Using Finite State Machines in Baxi’s Ride Booking System

Published in

Baxi Voice

14 min readApr 18, 2017

A Finite State Machine (also known as a Finite State Automaton) is a mathematical model of computation which describes a definite state of a system at a given point of time. This blog post describes how we overcame the typical drawbacks attributed to FSMs and used its core concepts to architect a reliable, maintainable, and (most importantly) highly scalable back-end.

tl;dr : We used an “ancient” mathematical computational model called Finite State Machines and used it to build a (modern) kick-ass core back-end system.

1. Life, the Tech Universe, and Everything…

Before diving in to the nuances of the technical considerations and the thought process that went into building a modern, production-ready system based on a primitive computing concept, here’s some background to our tech stack and our code philosophy.

1.1 The Back-End Tech Stack
Here at Baxi, we’ve come to adore JavaScript. A lot of our initial code was written in PHP, but we’ve now completely migrated out to NodeJS for better performance. Our RESTful APIs are written in NodeJS with Express. Though we use MySQL for transactional data, everything else is stored in MongoDB, which gives us a bunch of awesome features like geo-queries which we rely upon heavily.

All of our infrastructure is hosted on AWS.

1.2 Code Organisation and Structure
Here’s a quick look at the way our back-end code is structured.

1.3 Code Philosophy and Patterns
Back in the days of yore, three wise men (in all honesty, they were just the founding members of Baxi’s engineering team) pooled together their collective wisdom (gained from numerous personal projects) and defined the best practices for the core API codebase, which culminated in the code organisation above.

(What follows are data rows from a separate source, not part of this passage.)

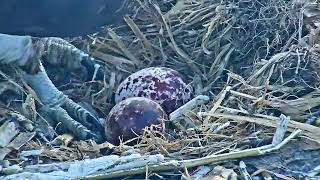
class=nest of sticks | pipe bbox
[0,0,320,179]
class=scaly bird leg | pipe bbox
[0,34,103,141]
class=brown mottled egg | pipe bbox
[115,67,193,114]
[105,97,168,143]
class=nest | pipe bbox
[0,0,320,178]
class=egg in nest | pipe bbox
[115,67,193,114]
[105,97,168,144]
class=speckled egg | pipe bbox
[115,67,193,114]
[105,97,168,144]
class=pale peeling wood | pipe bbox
[0,121,20,147]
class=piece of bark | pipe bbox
[8,132,36,150]
[0,121,20,147]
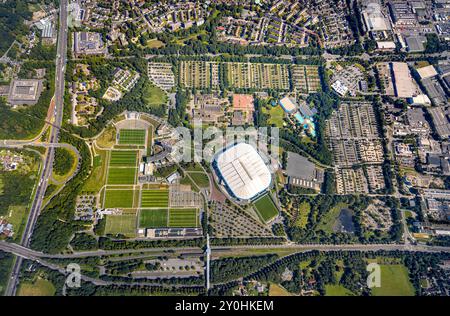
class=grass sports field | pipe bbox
[104,189,134,208]
[372,264,414,296]
[253,194,278,223]
[109,150,137,167]
[325,284,355,296]
[169,208,198,227]
[105,214,137,237]
[139,209,168,228]
[141,190,169,208]
[108,168,137,184]
[119,129,145,145]
[18,277,56,296]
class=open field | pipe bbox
[17,277,56,296]
[96,125,117,148]
[108,168,137,184]
[269,283,292,296]
[317,203,348,233]
[253,194,278,223]
[141,190,169,208]
[263,105,284,128]
[4,205,28,240]
[189,172,209,188]
[372,264,414,296]
[119,129,145,145]
[83,149,110,192]
[169,208,198,227]
[105,214,137,237]
[143,84,167,107]
[104,189,135,208]
[325,284,355,296]
[295,201,311,228]
[139,209,168,228]
[109,151,137,167]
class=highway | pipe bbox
[0,241,450,287]
[5,0,68,296]
[0,241,450,260]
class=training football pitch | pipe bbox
[109,150,137,167]
[119,129,145,145]
[141,190,169,208]
[104,189,135,208]
[105,214,136,237]
[107,168,137,184]
[139,209,168,228]
[169,208,198,227]
[254,194,278,223]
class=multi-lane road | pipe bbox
[5,0,68,296]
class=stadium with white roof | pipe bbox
[213,143,272,201]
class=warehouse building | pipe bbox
[213,143,272,201]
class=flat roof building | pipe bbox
[280,97,297,113]
[73,32,108,57]
[391,62,419,98]
[8,79,42,105]
[213,143,272,201]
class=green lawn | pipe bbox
[372,264,415,296]
[143,84,167,107]
[317,203,348,234]
[119,129,145,145]
[169,208,198,227]
[104,189,134,208]
[295,201,311,228]
[325,284,355,296]
[141,190,169,208]
[17,277,56,296]
[253,194,278,223]
[105,214,137,237]
[108,168,137,184]
[139,209,168,228]
[189,172,209,188]
[109,151,137,167]
[5,205,28,240]
[264,105,284,128]
[83,149,109,192]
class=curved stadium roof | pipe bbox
[216,143,272,200]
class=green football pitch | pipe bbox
[105,214,136,237]
[169,208,198,227]
[108,168,137,184]
[254,194,278,223]
[119,129,145,145]
[104,189,134,208]
[141,190,169,208]
[109,150,137,167]
[139,209,168,228]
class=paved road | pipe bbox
[0,241,450,259]
[5,0,68,296]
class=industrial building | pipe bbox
[8,79,42,105]
[286,152,324,190]
[73,32,108,57]
[213,143,272,201]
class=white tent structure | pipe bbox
[215,143,272,200]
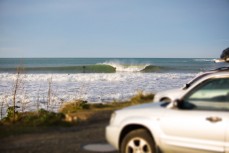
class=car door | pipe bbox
[226,123,229,153]
[160,78,229,153]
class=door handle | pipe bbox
[206,116,222,123]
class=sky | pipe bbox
[0,0,229,58]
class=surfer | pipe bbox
[215,48,229,63]
[83,66,86,73]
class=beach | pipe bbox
[0,111,117,153]
[0,58,224,118]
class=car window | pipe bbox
[182,78,229,111]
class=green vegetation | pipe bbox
[0,92,154,136]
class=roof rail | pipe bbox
[215,67,229,71]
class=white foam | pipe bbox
[0,72,195,117]
[102,61,150,72]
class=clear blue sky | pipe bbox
[0,0,229,58]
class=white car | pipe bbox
[153,67,229,102]
[106,71,229,153]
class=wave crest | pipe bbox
[102,62,151,72]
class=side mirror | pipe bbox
[167,99,183,109]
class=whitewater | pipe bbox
[0,72,195,115]
[0,58,224,117]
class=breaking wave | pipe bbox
[0,63,160,73]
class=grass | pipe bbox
[0,92,154,137]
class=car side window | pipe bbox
[181,78,229,111]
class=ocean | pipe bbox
[0,58,224,116]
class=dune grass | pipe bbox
[0,92,154,137]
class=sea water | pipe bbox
[0,58,224,115]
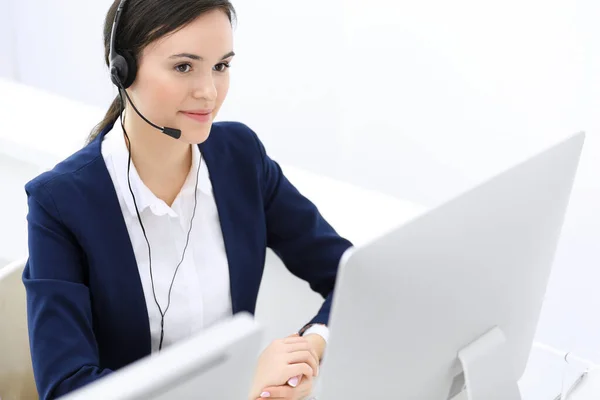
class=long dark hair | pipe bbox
[88,0,236,143]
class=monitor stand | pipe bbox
[458,327,521,400]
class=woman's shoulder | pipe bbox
[25,141,103,202]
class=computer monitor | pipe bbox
[316,133,584,400]
[61,313,262,400]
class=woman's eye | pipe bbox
[215,63,230,72]
[175,64,192,73]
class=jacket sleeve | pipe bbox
[250,131,352,331]
[23,186,111,400]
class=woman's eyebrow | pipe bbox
[169,51,235,60]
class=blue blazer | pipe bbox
[23,122,351,399]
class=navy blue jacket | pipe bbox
[23,122,351,399]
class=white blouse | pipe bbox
[102,118,328,352]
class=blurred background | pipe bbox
[0,0,600,396]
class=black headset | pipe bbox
[109,0,202,351]
[108,0,181,139]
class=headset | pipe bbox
[108,0,181,139]
[109,0,202,351]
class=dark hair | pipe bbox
[88,0,236,143]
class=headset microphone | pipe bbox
[109,0,202,351]
[108,0,181,139]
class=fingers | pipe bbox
[258,379,312,400]
[285,363,314,377]
[284,338,312,353]
[287,350,319,376]
[283,336,308,344]
[287,375,304,387]
[259,385,294,400]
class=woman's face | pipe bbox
[128,10,233,144]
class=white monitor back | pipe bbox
[319,133,584,400]
[61,313,262,400]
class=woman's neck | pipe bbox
[123,109,192,206]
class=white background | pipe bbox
[0,0,600,390]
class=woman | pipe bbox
[23,0,351,400]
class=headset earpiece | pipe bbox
[110,51,137,89]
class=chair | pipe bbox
[0,260,39,400]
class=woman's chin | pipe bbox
[181,123,212,144]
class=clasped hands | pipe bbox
[249,333,325,400]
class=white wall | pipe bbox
[0,0,17,79]
[0,0,600,384]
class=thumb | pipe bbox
[287,375,302,387]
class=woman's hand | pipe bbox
[256,376,313,400]
[250,334,319,400]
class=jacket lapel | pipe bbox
[199,125,265,314]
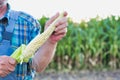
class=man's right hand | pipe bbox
[0,56,16,77]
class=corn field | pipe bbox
[39,15,120,71]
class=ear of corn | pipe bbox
[11,13,63,63]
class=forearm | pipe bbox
[32,41,57,72]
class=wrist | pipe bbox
[46,39,57,46]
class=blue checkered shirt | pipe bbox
[0,4,40,80]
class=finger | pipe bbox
[8,58,16,65]
[64,11,68,17]
[51,34,65,42]
[55,17,67,27]
[0,71,9,77]
[46,13,59,26]
[55,23,68,32]
[7,65,15,72]
[54,29,67,36]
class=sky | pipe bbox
[8,0,120,22]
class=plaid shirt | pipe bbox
[0,4,40,80]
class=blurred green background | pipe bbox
[38,15,120,71]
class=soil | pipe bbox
[35,70,120,80]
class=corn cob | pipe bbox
[11,13,63,63]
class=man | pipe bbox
[0,0,67,80]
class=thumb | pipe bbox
[9,58,16,65]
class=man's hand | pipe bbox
[0,56,16,77]
[45,12,68,44]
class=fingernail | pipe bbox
[9,59,15,64]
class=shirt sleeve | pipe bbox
[31,20,41,39]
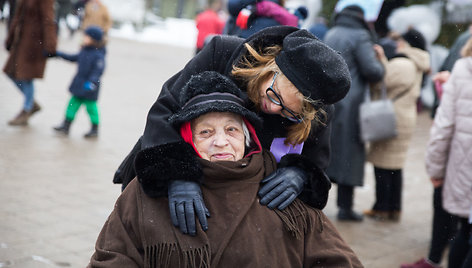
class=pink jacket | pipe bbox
[426,57,472,218]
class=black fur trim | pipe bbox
[134,141,203,197]
[279,154,331,209]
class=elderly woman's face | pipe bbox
[191,112,245,162]
[259,73,303,121]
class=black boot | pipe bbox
[54,119,72,135]
[84,124,98,138]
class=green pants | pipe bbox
[66,96,99,125]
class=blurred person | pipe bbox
[114,26,350,237]
[426,39,472,268]
[3,0,57,126]
[89,72,362,267]
[0,0,16,31]
[224,0,308,38]
[364,29,430,221]
[324,5,384,221]
[81,0,112,35]
[54,26,106,138]
[195,0,225,53]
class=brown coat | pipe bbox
[89,153,362,267]
[3,0,57,80]
[82,1,112,33]
[367,46,429,169]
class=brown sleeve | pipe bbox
[40,0,57,53]
[88,180,144,268]
[303,209,364,268]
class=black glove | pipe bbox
[168,180,210,236]
[43,50,56,58]
[258,167,307,210]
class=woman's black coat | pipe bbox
[114,26,333,209]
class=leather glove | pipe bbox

Here is a quick explanation of the code structure -

i) server.js — This is the main server file which the NodeJS process runs. It is the entry point anything going in to the API.
ii) middleware — This contains the middleware that runs on all HTTP requests before it hits the code base. For us, this handles authentication (to identify a user) as well as authorisation (to check if the requested resource is permitted to be accessed by the user accessing it). Being something that runs on each request, it shields our core functions from unauthenticated and unauthorised requests, and acts as a filter for malicious requests as they never go beyond this point.
iii) routes — This comprises of the routing decision layer. Simply put, it is a map of HTTP verbs (GET/PUT/POST/DELETE) against the code blocks to be executed for each route.
iv) controllers — Controllers handle validation on data and make basic decisions for orchestrating the sequence of micro-services being called.
v) state-machines — This contains the FSM definitions and related bindings. This is where all the FSM states and transitions are defined.
vi) services — This is where the magic happens. These are data driven micro-services which take a set of input parameters and return a result after processing it based on the business logic.
vii) models — Data manipulation layer. This an abstraction written over data CRUD operations in the databases.
viii) config — Contains the system-wide parameters. These are globally accessible constants which define code behaviour. It also contains API response structures and database connection strings.

2. Finite State Machines

A Finite State Machine (or a Finite State Automaton) is an abstract machine that can be exactly one of a finite number of possible states at a given point of time. A state change (also referred to as a transition) may occur in response to an external input. A Finite State Machine is sufficiently described by i) the initial state, ii) all possible states, and iii) Conditions for each possible transition.

FSMs were a rage back in the days of game development to control execution flows. As expectations and requirements grew, people become more wary of using FSMs and eventually wrote it off as a thing of the past as more and more easy to use frameworks and patterns emerged, which provide easier abstractions and do not require programmers to interact with state machines directly.

2.1 Benefits of using FSMs

2.1.1 Stability
Since FSMs describe the state of a system (which is driven by data in most of the scenarios), they can be leveraged to provide stability to a system. This means that at any given point of time, the state of the system (read: the set of data defining the system at that instant) is predictable and consistent. This simply means that one can be sure of the conditions that have led the system to be in such a state, and also of the conditions and operations that are allowed, given the current set of data (read: the current state of the system).

2.1.2 Generalisation
With Finite State Machines, generalisation of logic and validation of data become very easy to tackle. Since an FSM’s state is essentially defined by a set of data, the easiest interpretation of the a basic validation is— Given the state of the system, is the operation being attempted allowed?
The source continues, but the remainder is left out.